‘Eco-friendly’ and ‘Sustainability’ are the new corporate buzzwords

India does not have to look very far for sustainable architecture as indigenous architects like Laurie Baker in the 1960s pioneered cost-effective, energy-efficient buildings and designs that maximised space, ventilation and light  while maintaining an uncluttered yet striking aesthetic sensibility.  Eco-friendly solutions like the Indian Coffee House in Thiruvananthapuram are a great example. The idea of sustainability, or ecological design, has once again been finding favour with architects

In contemporary architecture, companies like  PVR Ltd are creating sustainable housing solutions.The aim is to allow nature to breathe through these constructions without obstruction. The goal is to produce LEED (leadership in energy and environmental design) approved designer buildings which help in cost-cutting and earn  subsidies from the government as well. Self-sufficiency is another important factor of sustainable architecture, one which would render whole villages or cities capable of processing their own food. The overall design philosophy revolves around refined use of art, a sophisticated earthy colour palette and strong silhouettes.

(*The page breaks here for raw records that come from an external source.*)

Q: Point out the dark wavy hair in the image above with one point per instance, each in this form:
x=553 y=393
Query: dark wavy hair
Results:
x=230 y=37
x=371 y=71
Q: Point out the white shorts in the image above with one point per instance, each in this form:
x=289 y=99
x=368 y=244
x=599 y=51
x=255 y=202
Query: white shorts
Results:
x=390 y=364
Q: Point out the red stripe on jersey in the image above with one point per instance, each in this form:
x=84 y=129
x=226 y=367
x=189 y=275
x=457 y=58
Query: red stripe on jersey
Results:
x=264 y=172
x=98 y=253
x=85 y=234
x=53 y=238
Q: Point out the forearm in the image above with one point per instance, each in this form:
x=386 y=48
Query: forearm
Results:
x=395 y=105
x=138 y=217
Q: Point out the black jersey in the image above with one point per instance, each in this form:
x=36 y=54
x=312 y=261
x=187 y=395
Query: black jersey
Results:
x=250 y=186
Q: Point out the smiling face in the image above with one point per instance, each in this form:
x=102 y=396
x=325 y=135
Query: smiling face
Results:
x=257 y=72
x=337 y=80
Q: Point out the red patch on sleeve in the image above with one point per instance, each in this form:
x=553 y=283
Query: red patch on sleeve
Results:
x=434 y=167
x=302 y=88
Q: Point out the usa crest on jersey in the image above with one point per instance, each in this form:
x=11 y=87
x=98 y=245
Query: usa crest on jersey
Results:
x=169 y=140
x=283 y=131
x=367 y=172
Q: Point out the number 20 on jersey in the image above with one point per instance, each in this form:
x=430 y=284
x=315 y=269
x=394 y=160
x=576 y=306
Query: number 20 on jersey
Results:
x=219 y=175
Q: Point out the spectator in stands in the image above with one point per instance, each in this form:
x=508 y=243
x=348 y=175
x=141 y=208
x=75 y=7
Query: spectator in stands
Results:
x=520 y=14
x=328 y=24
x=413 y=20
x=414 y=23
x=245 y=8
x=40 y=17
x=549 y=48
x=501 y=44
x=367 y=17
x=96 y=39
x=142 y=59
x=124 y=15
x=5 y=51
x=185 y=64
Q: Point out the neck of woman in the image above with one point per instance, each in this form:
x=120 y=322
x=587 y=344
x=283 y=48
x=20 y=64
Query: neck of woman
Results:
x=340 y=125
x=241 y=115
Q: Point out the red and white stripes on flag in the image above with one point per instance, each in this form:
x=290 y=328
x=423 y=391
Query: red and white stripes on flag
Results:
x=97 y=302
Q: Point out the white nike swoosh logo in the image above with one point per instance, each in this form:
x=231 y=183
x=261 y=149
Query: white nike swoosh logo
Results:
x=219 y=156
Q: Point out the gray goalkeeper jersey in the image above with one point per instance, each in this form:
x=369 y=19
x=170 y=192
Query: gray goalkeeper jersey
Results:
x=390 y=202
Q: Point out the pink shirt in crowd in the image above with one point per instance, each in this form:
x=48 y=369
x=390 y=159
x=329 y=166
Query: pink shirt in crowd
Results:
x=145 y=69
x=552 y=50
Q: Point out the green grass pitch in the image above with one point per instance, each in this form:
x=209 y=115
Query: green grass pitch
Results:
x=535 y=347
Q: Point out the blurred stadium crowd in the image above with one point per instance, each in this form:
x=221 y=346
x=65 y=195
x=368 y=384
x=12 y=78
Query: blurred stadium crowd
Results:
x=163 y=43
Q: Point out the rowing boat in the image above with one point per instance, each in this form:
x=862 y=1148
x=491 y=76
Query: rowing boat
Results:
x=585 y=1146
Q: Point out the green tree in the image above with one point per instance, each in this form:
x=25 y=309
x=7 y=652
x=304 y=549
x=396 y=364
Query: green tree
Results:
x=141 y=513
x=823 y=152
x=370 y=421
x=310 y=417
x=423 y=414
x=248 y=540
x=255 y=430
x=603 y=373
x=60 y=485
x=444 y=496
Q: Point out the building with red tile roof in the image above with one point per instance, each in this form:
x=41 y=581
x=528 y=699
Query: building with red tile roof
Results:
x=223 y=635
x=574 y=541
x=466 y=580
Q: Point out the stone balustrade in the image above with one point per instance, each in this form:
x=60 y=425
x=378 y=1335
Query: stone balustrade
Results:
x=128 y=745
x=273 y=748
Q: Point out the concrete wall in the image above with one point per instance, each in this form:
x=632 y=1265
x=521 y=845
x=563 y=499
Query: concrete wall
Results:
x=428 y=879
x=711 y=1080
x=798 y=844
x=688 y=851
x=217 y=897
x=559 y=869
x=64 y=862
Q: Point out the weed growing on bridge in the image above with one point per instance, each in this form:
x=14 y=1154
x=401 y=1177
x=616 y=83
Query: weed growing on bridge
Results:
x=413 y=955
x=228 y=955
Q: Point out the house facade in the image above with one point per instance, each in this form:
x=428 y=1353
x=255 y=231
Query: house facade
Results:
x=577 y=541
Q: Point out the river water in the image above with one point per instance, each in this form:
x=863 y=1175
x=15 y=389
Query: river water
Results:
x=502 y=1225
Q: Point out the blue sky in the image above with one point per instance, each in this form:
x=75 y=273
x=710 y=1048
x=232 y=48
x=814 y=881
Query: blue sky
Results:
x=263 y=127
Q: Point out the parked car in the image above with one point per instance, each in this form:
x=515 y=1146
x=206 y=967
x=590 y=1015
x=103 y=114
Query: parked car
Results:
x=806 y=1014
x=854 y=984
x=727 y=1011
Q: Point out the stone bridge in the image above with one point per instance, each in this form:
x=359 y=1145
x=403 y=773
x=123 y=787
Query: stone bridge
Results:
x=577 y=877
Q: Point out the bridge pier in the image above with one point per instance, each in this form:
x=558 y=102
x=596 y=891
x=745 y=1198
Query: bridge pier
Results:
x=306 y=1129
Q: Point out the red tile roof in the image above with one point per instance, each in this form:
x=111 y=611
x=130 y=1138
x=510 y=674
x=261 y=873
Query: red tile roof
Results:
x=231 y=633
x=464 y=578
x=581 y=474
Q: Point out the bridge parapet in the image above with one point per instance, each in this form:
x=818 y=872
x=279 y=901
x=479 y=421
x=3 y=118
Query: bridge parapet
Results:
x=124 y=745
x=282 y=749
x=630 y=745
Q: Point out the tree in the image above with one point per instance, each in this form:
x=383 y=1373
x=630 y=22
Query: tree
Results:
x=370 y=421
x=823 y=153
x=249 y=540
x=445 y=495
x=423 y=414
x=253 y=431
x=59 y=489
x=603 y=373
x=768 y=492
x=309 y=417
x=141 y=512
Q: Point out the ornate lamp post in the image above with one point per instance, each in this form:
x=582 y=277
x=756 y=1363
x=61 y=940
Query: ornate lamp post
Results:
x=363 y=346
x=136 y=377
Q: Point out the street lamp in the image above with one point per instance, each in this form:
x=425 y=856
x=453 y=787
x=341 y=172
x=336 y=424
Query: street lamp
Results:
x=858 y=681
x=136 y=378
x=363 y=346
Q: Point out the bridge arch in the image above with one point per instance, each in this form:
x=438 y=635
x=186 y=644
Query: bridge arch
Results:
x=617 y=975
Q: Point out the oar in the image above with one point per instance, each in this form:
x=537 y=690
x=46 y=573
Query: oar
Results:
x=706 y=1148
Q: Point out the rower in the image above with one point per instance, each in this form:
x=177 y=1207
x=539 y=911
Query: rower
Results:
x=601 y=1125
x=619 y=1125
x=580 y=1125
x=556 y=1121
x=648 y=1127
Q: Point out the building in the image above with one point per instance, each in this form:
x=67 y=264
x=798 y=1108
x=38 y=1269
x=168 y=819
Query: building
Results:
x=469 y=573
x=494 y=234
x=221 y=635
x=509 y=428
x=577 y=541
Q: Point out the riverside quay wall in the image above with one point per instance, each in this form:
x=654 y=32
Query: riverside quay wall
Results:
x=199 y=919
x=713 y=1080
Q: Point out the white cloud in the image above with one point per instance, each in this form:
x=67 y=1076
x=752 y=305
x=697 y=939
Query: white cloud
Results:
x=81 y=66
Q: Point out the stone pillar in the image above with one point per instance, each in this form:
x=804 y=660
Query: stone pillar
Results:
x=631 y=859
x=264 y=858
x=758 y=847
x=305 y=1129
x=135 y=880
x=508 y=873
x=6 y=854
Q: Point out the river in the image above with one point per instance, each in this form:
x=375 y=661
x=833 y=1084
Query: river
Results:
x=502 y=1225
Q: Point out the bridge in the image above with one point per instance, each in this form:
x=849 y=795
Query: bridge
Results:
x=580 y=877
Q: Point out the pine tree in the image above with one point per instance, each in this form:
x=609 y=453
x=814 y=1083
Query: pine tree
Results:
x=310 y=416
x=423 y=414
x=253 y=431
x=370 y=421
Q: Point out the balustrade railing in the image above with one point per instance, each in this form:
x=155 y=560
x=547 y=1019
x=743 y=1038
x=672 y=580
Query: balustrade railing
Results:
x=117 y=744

Raw materials, which go into construction and are absolutely important but harmful to the environment, can be made less life-threatening by changing their chemical compositions at the molecular level like the cement major Dalmia Bharat did by reducing the carbon footprint emissions to 330 kg per tonne against the international average of 612 kg per tonne, they have achieved a landmark in the sustainable development model.